To get around that problem, scientists modified CXCL12 -- an inflammatory molecule that Snyder’s team discovered could guide stem cells to sites in need of repair— to create a drug called SDV1a. The new drug works by enhancing stem cell binding, while minimizing inflammatory signals.

“Since inflammation can be dangerous, we modified CXCL12 by stripping away the risky bit and maximizing the good bit,” Snyder explained. “Now we have a drug that draws stem cells to a region of pathology, but without creating or worsening unwanted inflammation.”

To demonstrate its effectiveness, Snyder’s team injected SDV1a and human neural stem cells into the brains of mice with a neurodegenerative disease called Sandhoff disease. The experiment showed that the drug helped stem cells migrate and perform healing functions, which included extending lifespan, delaying symptom onset, and preserving motor function for much longer than mice that didn’t receive the drug. Importantly, the stem cells also did not worsen the inflammation.

Researchers are now testing SDV1a’s ability to improve stem cell therapy in a mouse model of ALS, also known as Lou Gehrig’s disease, which is caused by a progressive loss of motor neurons in the brain. Previous studies conducted by Snyder’s team found that broadening the spread of neural stem cells helps more motor neurons survive — so they are hopeful that SDV1a will improve the effectiveness of neuroprotective stem cells and help slow the onset and progression of ALS. 

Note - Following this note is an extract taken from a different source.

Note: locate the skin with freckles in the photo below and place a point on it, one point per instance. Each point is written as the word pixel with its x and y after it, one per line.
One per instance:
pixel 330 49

“We are optimistic that this drug’s mechanism of action may potentially benefit a variety of neurodegenerative disorders, as well as non-neurological conditions such as heart disease, arthritis and even brain cancer,” says Snyder. “Interestingly, because CXCL12 and its receptor are implicated in the cytokine storm that characterizes severe COVID-19, some of our insights into how to selectively inhibit inflammation without suppressing other normal processes may be useful in that arena as well.”

Snyder’s research is supported by the National Institutes of Health, U.S. Department of Defense, National Tay-Sachs & Allied Disease Foundation, Children’s Neurobiological Solutions Foundation, and the California Institute for Regenerative Medicine (CIRM).

“Thanks to decades of investment in stem cell science, we are making tremendous progress in our understanding of how these cells work and how they can be harnessed to help reverse injury or disease,” says Maria Millan, MD, president and CEO of CIRM. “This drug could help speed the development of stem cell treatments for spinal cord injury, Alzheimer’s, heart disease and many other conditions for which no effective treatment exists.”